For three years now I have come in search of fruit on this fig tree
but have found none.
True repentance is more than a tacit acknowledgment of past sins. It includes the firm purpose of amendment, in evidence of which we should actually "Bear fruit in keeping with repentance" (see Matthew 3:8). Yet in three dispensations of nature, law, and grace we still find that a multitude "whose hearts are neither corrected by the law of nature breathed into them, nor instructed by precepts, nor converted by the miracles of His incarnation" (Saint Gregory the Great). As the prime example, even after three years of the public ministry of Jesus the fig tree of Israel remained substantially bare of fruit.

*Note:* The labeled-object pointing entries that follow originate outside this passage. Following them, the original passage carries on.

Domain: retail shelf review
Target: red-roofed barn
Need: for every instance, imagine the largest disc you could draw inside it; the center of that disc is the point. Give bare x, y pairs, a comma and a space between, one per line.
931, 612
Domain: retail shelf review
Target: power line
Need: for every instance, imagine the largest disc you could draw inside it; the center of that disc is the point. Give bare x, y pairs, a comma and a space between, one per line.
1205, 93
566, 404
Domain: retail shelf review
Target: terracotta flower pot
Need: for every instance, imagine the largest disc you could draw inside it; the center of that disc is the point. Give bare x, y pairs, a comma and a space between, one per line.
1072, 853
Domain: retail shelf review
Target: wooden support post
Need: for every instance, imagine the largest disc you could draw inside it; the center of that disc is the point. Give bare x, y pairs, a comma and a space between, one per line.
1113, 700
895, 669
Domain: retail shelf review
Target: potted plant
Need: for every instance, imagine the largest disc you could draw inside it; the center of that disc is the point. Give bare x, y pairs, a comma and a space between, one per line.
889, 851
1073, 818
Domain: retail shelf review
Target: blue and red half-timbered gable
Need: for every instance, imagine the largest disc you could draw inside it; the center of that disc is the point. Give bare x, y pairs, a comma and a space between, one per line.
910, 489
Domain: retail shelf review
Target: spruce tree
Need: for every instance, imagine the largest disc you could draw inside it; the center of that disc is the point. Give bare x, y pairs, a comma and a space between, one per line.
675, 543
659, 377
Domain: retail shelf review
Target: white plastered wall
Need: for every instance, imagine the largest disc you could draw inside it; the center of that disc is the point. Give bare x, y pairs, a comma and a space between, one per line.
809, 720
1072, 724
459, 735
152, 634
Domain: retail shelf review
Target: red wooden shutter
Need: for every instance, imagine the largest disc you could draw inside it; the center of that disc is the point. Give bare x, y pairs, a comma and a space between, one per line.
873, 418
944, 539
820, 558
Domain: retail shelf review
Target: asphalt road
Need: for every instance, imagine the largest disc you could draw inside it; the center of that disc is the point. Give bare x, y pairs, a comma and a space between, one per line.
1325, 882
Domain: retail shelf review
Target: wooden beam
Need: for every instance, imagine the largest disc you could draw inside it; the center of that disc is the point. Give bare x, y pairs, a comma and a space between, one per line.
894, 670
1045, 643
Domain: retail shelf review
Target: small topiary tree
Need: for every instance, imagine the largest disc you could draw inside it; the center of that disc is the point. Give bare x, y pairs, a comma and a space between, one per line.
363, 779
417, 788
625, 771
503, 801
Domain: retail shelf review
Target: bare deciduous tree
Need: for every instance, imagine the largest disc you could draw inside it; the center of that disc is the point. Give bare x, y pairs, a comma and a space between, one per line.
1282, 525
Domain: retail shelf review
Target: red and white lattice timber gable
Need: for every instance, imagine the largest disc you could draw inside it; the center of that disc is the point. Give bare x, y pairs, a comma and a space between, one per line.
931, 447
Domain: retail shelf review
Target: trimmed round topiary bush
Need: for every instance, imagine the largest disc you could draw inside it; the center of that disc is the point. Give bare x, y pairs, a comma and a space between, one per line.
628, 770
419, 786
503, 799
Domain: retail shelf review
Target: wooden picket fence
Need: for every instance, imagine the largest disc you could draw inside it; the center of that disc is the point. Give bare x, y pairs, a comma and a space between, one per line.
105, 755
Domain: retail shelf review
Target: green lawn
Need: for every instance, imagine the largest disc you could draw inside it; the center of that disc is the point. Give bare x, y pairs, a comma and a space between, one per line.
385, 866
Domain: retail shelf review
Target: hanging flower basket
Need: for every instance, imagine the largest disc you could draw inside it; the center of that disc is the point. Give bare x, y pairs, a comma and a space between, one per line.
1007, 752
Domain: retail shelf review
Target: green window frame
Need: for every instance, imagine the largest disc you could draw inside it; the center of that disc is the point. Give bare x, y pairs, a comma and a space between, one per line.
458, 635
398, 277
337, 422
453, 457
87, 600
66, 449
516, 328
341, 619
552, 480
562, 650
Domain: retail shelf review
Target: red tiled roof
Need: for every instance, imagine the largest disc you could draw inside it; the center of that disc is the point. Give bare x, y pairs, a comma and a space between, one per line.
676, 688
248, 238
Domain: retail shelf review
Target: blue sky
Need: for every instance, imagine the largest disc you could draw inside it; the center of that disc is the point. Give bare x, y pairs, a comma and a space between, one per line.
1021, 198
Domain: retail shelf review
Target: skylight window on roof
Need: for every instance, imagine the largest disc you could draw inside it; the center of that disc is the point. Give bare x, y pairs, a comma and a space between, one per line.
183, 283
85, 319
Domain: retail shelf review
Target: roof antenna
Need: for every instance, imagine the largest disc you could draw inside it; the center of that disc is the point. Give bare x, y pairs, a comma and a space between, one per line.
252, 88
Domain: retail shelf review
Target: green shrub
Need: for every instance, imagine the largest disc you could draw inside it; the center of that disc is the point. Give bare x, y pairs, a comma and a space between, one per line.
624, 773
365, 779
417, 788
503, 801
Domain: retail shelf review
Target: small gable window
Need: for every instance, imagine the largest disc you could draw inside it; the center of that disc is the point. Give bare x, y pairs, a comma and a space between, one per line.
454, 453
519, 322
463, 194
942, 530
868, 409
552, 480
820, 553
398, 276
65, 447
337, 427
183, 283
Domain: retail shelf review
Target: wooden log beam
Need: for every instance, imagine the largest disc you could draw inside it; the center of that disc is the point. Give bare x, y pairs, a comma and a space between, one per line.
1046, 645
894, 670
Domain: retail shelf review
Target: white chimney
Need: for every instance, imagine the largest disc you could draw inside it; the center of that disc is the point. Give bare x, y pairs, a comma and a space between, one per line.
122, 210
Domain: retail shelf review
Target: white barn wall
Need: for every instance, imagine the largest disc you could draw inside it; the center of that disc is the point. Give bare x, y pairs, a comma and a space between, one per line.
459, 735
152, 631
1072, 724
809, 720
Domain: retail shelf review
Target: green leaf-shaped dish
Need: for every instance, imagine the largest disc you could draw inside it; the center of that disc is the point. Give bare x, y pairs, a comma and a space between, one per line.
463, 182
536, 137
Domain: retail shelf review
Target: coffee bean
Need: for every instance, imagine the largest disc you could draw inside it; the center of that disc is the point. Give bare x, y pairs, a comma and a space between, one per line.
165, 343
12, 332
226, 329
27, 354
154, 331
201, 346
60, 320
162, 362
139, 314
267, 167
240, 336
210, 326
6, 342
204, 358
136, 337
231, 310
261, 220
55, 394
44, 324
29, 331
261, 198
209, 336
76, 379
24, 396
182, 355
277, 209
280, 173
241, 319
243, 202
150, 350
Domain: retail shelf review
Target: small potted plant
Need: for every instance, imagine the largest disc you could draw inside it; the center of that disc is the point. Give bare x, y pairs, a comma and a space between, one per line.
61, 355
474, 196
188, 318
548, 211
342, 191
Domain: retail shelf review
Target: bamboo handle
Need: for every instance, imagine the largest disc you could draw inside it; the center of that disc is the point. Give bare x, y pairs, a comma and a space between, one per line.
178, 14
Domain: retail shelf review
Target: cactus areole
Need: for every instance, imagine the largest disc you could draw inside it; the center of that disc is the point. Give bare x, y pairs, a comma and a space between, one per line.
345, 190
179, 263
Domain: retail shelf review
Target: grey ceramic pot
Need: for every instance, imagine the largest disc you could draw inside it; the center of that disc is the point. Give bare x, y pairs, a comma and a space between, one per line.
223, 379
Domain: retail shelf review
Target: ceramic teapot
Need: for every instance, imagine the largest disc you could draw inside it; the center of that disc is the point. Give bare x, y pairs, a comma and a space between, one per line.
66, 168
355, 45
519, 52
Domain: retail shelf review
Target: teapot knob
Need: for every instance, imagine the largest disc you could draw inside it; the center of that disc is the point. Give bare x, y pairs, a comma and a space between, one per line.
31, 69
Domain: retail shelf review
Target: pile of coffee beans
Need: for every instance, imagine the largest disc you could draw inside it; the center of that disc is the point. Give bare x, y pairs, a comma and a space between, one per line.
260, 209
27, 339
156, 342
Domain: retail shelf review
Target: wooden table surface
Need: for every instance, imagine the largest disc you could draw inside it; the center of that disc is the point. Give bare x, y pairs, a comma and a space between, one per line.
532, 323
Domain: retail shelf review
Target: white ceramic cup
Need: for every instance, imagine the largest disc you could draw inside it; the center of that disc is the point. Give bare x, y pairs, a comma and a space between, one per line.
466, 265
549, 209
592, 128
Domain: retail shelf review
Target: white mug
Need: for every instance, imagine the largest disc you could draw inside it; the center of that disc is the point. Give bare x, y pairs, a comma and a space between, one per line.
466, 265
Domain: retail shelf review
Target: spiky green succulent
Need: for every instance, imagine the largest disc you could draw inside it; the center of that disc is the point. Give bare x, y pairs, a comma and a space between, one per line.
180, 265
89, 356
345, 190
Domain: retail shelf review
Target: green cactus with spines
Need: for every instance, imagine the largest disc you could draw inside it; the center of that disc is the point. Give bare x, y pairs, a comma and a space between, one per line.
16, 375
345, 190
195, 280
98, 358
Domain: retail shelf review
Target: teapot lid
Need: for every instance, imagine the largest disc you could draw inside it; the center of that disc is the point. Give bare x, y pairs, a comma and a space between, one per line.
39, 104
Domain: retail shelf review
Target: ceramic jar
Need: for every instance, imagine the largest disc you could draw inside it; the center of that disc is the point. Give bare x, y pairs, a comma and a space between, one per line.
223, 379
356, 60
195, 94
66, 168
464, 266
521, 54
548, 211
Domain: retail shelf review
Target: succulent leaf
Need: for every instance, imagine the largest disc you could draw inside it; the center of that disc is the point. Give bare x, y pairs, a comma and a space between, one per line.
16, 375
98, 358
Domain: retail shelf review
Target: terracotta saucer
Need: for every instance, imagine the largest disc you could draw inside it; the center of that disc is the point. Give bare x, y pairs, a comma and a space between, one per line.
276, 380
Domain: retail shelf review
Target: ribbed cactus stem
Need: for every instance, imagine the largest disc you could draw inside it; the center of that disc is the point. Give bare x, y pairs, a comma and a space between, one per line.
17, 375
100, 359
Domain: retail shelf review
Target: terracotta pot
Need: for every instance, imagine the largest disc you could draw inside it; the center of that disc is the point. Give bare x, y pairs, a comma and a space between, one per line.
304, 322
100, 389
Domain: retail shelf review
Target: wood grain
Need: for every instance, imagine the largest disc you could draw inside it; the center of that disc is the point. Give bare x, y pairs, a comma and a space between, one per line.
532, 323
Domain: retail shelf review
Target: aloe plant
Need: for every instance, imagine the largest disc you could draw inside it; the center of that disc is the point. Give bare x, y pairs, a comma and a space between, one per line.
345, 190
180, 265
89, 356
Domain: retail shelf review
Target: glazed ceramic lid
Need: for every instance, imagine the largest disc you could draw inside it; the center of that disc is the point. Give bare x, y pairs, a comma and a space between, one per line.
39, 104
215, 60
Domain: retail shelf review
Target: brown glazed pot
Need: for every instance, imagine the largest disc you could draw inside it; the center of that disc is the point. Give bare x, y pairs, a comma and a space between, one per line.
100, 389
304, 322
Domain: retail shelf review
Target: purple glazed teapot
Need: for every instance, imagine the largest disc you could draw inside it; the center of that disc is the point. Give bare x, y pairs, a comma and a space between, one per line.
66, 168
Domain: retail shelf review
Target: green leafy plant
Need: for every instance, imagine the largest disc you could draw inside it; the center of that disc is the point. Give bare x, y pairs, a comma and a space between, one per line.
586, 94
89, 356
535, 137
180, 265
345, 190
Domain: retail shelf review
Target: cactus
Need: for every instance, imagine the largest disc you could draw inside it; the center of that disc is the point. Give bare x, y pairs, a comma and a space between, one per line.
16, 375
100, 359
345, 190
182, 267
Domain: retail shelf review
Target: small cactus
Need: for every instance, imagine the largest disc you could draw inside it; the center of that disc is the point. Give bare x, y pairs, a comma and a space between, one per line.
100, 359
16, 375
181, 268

Why should it exhaust the soil?
How about us, we on whom the end of the age has come, we who have the examples of those from the past with whom God was not pleased to chasten us? They had a shadow of baptism, the presence of the Spirit as something only external and separate, and ate a spiritual food and drank a spiritual drink that were good only for bodily health and life. We have been baptized, and the cloud of God's presence now resides in us as spiritual temples. Each week we are invited to feast on the body and blood of the Lord himself. Do we bear fruit for the Kingdom, or are we simply exhausting the soil? And as a consequence, how ready are we, should tragedy strike?
These things happened to them as an example,
and they have been written down as a warning to us,
upon whom the end of the ages has come.
We do not know with certainty what happened to those who have gone before us, save the official roaster of saints. Therefore Jesus advises us to worry less about them and more about those who are still alive and able to decide for or against him. That we are still here is not so much a test, though in some sense it is, as a sign that his mercy is protecting us, giving us the opportunity to become who we ought to be, bearers of the fruits of the Spirit.
He said to him in reply,
‘Sir, leave it for this year also,
and I shall cultivate the ground around it and fertilize it;
We don't enjoy being unsettled. We enjoy the fertilizer of humility even less. Yet these are signs of the mercy of the gardener for those of us who are too hardened in our ways and too attached to the pleasures of this world. It might seem to us that we would grow by dining sumptuously, but the gardener knows best. We should remind ourselves of this when we are tempted to "grumble as some of them did". Mercy is the reason why we are still here, held in existence, able to receive care of the gardener. We should recognize him at work, lest we too harden our hearts, remain barren, and be finally taken unawares by the destroyer. This is not what Jesus wants for us! He is pleading for us to his Father, and pleading to us to let him work. May we do so.
Merciful and gracious is the LORD,
slow to anger and abounding in kindness.
For as the heavens are high above the earth,
so surpassing is his kindness toward those who fear him.